でも同時に、まずは温存の方向で治療をしたいとか、他の病院の先生の意見も聞きたいという事があれば紹介します。とも言われた。
でも私たち夫婦の答えは最初から摘出すると決まっていた。
忘れもしない、最初の日。
月曜日に最寄りの眼科で重症だと言われ、紹介状を書いてもらった。
その時に先生から、最悪ガンかも…と、ぽろっと話があった。
私はまったく信じていなかったが、心配性の主人は私からの報告を受けてネットで調べに調べた。

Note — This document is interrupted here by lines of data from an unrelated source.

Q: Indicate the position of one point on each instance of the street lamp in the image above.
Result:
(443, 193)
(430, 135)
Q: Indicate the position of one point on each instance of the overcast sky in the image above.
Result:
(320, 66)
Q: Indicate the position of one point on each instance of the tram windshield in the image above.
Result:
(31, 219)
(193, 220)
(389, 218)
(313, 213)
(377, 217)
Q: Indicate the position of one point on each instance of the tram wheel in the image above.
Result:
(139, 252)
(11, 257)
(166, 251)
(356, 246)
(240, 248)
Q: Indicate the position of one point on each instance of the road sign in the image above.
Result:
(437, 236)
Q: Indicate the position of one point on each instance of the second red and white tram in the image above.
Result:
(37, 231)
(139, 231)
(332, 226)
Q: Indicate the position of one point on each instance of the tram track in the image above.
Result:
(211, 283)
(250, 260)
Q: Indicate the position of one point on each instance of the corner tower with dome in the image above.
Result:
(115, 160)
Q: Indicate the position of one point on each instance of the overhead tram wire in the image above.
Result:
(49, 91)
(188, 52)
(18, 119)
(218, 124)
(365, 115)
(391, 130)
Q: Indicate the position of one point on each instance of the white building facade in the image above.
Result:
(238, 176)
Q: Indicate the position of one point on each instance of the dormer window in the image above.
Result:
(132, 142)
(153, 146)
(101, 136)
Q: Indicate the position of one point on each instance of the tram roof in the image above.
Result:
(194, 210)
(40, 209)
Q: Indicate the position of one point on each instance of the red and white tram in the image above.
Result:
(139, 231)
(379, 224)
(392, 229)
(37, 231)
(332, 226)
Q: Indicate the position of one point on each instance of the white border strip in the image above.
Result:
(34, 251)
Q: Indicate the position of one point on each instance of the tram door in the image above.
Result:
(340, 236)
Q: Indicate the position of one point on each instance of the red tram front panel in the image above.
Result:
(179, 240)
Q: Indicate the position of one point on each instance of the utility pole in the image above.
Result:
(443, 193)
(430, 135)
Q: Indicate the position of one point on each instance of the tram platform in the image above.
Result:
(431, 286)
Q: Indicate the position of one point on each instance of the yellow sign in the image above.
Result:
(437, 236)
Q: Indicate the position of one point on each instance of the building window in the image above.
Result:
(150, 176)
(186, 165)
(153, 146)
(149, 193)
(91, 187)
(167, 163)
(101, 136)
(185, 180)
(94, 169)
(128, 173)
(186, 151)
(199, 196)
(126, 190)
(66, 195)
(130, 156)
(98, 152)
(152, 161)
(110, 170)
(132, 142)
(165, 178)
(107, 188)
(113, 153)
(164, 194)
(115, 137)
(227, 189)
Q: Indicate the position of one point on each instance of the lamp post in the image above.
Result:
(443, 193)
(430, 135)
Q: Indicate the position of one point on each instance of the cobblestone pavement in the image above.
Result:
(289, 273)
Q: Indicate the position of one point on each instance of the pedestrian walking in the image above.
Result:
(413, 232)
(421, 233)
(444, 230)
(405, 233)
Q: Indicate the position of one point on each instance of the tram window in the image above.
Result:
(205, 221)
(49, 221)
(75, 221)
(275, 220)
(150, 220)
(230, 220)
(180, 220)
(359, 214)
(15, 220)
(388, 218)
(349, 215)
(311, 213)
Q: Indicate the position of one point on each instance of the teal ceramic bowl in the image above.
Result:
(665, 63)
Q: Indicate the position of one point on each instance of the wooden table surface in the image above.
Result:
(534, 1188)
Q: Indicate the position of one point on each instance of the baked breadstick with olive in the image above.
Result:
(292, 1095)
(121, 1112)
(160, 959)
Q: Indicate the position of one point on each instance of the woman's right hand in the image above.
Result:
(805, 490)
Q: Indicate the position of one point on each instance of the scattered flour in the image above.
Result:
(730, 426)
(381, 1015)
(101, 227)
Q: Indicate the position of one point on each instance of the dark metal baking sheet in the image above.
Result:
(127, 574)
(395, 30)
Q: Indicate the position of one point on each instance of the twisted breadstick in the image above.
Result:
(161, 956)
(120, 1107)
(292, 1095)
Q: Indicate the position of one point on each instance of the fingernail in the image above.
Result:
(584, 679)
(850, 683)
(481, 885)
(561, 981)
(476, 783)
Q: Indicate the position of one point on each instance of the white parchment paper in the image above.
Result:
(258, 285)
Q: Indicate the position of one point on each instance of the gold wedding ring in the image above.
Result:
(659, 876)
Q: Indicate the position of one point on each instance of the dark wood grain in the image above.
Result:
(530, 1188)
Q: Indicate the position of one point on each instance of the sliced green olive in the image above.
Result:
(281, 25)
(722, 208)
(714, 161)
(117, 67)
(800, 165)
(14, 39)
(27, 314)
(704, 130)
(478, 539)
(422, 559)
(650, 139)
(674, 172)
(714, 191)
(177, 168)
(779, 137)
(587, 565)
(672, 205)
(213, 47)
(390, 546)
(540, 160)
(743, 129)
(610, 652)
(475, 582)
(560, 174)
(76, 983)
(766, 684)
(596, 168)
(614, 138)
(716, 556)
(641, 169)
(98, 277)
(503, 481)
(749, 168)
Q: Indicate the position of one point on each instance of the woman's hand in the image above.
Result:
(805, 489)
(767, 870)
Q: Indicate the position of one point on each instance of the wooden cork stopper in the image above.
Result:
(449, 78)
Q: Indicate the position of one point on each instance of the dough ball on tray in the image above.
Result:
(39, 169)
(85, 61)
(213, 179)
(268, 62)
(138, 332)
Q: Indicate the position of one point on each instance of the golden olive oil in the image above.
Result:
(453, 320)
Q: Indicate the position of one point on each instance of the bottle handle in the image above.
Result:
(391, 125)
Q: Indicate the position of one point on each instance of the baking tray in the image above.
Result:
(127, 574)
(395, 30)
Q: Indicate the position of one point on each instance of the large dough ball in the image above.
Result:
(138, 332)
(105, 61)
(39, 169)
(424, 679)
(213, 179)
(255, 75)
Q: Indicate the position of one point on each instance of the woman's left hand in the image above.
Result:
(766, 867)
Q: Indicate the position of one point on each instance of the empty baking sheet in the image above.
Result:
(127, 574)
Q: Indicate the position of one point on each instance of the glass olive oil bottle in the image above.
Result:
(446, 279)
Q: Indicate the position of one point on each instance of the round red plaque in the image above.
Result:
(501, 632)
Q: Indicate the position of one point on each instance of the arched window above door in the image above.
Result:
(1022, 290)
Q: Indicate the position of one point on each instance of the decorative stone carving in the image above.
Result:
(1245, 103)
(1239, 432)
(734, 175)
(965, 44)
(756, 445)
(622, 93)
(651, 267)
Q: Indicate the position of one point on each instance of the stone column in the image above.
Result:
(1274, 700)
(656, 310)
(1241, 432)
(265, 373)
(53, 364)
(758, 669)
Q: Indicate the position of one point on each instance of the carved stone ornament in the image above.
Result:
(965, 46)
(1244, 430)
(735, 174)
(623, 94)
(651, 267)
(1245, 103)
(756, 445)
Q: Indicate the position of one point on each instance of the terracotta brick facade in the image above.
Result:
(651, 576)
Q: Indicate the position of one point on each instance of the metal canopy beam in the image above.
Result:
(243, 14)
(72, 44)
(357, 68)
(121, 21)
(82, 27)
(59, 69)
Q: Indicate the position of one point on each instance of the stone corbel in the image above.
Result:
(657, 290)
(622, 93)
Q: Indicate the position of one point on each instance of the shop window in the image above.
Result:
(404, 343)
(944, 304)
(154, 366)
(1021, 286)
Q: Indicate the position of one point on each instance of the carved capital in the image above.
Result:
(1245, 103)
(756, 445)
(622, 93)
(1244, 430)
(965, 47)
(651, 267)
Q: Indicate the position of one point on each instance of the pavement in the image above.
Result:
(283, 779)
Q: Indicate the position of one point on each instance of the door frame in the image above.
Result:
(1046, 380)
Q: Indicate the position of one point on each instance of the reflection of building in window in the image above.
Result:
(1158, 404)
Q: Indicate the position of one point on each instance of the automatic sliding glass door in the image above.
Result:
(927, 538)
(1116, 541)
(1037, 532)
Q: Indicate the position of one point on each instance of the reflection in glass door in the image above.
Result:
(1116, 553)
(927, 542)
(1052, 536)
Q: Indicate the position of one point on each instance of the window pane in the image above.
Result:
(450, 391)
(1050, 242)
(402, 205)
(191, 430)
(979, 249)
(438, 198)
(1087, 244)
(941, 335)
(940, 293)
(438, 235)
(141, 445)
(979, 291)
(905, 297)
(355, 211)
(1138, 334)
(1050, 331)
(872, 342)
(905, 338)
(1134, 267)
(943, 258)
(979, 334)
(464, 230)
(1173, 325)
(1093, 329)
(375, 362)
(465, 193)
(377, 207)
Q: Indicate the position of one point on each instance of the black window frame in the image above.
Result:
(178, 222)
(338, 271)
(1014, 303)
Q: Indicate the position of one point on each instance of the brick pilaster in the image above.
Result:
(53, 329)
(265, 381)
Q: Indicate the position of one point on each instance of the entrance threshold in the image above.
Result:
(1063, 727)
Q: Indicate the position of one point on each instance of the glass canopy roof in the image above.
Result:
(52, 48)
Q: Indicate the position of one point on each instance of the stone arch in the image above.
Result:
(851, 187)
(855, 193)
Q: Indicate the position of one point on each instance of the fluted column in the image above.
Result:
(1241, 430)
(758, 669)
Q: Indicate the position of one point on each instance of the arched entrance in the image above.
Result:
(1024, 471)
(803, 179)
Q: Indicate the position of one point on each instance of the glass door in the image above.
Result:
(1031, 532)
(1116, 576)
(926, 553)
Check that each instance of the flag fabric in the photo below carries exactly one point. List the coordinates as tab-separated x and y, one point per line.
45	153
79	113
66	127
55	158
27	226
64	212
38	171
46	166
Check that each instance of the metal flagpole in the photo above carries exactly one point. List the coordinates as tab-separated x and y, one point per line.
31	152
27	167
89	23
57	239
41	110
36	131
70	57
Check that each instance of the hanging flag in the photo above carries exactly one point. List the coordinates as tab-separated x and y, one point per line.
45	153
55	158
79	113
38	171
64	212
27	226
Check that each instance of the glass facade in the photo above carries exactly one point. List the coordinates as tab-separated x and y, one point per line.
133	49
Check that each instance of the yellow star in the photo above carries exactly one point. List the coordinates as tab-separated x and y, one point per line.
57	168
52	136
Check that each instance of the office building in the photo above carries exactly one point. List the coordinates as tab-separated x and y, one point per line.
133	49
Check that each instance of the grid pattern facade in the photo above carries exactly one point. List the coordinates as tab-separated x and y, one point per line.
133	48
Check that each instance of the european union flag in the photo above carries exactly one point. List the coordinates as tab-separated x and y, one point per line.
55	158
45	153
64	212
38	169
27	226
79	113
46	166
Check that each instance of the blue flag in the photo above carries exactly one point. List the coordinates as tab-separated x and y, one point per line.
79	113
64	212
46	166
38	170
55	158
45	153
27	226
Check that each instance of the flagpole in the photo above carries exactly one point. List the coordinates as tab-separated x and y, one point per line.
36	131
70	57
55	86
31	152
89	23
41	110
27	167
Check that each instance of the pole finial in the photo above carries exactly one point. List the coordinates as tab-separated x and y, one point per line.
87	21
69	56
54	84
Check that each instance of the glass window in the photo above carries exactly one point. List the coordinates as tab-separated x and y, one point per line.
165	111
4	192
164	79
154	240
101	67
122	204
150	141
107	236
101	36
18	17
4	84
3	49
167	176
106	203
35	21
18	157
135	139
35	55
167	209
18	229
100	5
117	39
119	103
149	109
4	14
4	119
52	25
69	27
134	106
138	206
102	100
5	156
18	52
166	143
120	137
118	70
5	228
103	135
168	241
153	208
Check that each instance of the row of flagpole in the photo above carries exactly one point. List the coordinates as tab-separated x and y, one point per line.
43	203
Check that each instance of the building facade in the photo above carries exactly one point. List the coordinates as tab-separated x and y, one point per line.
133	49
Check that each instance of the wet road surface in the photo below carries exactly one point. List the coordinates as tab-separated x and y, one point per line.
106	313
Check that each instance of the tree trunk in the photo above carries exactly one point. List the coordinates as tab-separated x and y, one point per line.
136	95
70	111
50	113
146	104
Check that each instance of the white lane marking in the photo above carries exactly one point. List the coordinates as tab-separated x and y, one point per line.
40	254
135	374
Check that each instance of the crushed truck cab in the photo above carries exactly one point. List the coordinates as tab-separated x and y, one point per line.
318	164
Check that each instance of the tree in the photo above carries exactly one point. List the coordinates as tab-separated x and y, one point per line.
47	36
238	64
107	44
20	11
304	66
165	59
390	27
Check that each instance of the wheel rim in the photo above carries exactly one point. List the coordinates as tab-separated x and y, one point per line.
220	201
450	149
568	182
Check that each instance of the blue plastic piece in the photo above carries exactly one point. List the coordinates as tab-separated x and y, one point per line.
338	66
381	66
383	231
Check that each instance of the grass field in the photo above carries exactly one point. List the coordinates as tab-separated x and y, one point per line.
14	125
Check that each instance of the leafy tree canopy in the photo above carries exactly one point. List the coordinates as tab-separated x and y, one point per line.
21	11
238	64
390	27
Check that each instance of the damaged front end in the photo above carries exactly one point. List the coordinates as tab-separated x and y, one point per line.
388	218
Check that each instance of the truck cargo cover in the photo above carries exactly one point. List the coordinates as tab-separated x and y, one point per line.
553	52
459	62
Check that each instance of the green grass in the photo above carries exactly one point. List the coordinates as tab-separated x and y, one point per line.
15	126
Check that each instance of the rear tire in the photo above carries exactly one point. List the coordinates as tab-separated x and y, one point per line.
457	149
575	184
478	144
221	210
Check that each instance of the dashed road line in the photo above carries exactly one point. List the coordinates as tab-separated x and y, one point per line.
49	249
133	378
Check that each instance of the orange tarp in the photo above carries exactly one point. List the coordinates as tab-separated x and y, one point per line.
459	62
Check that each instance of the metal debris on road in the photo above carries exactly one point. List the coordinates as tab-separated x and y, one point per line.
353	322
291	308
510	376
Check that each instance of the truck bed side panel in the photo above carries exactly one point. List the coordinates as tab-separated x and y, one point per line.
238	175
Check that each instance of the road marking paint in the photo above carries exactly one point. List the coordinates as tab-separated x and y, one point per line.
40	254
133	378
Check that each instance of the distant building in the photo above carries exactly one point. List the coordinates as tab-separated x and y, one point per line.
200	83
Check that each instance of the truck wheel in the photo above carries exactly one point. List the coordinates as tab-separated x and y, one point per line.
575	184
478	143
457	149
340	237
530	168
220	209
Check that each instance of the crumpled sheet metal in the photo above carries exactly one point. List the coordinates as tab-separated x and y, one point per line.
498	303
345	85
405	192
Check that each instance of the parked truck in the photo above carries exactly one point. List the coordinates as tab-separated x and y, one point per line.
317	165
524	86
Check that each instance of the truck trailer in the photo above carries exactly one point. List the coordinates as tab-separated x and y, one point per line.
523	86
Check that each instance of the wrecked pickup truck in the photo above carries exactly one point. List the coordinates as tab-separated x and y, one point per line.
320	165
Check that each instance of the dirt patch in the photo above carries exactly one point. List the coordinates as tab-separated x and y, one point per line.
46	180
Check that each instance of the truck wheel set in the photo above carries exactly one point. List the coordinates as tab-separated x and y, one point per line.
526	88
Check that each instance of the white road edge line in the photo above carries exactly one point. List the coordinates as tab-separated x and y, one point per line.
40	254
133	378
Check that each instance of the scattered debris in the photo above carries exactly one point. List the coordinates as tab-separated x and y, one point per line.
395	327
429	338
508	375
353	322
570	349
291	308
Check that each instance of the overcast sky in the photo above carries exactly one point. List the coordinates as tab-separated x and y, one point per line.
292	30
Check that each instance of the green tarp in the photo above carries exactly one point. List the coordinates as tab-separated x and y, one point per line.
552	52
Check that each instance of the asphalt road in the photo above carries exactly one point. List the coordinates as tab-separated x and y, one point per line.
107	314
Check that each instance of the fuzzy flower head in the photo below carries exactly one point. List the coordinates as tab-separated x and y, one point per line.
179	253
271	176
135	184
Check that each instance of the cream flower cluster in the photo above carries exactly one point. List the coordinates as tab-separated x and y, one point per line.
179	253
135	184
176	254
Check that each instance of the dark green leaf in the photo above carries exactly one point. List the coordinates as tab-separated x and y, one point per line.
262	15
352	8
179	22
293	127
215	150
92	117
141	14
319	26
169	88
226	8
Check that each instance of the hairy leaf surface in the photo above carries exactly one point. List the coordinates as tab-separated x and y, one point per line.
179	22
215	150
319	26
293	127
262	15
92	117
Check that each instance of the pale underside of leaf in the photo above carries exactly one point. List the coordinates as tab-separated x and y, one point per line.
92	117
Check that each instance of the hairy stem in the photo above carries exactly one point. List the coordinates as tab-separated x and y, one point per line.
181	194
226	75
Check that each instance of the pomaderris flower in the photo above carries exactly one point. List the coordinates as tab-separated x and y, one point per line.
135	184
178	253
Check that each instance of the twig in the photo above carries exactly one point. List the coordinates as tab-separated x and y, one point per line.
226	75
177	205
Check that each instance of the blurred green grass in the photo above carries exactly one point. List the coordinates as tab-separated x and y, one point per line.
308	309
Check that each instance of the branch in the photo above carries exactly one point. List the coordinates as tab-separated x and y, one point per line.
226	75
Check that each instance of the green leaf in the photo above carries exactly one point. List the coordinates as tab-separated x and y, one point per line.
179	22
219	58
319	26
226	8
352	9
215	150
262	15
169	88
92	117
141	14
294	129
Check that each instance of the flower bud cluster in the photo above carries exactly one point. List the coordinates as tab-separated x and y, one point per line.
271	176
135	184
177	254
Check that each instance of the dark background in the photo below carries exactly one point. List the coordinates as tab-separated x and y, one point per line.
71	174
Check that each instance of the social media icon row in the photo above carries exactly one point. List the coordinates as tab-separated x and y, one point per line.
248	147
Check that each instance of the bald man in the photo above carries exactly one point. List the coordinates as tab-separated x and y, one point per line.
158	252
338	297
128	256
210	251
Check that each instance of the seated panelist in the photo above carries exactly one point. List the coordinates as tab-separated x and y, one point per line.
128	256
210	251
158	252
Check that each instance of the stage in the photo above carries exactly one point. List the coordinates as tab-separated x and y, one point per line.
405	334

どう見ても、どう考えても網膜芽細胞腫で間違いないと2人でたどり着いた。
もう光を感じていない目。
目の奥が透けている。
どうしてここまで気付いてやれなかったのかという後悔に、2人で涙した。
紹介状を持っての診察は水曜日。
月曜日の夜と火曜日。1日半で出した答え。
それは左眼の摘出。
『命を最優先に。』それが夫婦の共通認識だった。
どんな治療も、やってみなければ分からない。
目を残せるなら残したい。
でも、どうせ残しても視力の回復が望めない、再発転移のリスクが残る。
何より、辛い治療が待っている。
私たち夫婦が出した答えは、
『取って終わりになるのなら、取って終わりにしよう。』
だった。
お陰様で、娘はこの病気に伴う入院と手術の経験が、辛い思い出にはならなかった。
術後の痛みもなく、変な話だが、約1ヶ月に及んだ入院を本当にいい思い出として心に刻む事が出来た。
早く気づいてあげられなかった。という後悔は、きっと一生消えないだろう。
神様、どうして私の娘なのですか⁇という思いも。
かわいいお目目を返して欲しいという思いも。
でも矛盾しているかもしれないが、摘出を選んだ事を後悔はしていない。
きっと、これからもしないと思う。
たとえ、お目目が1つしかなくても、娘は元気に生きている。
私たち夫婦にとっては、これが最善。
きっと将来、娘も私たち夫婦の選択を理解してくれると信じている。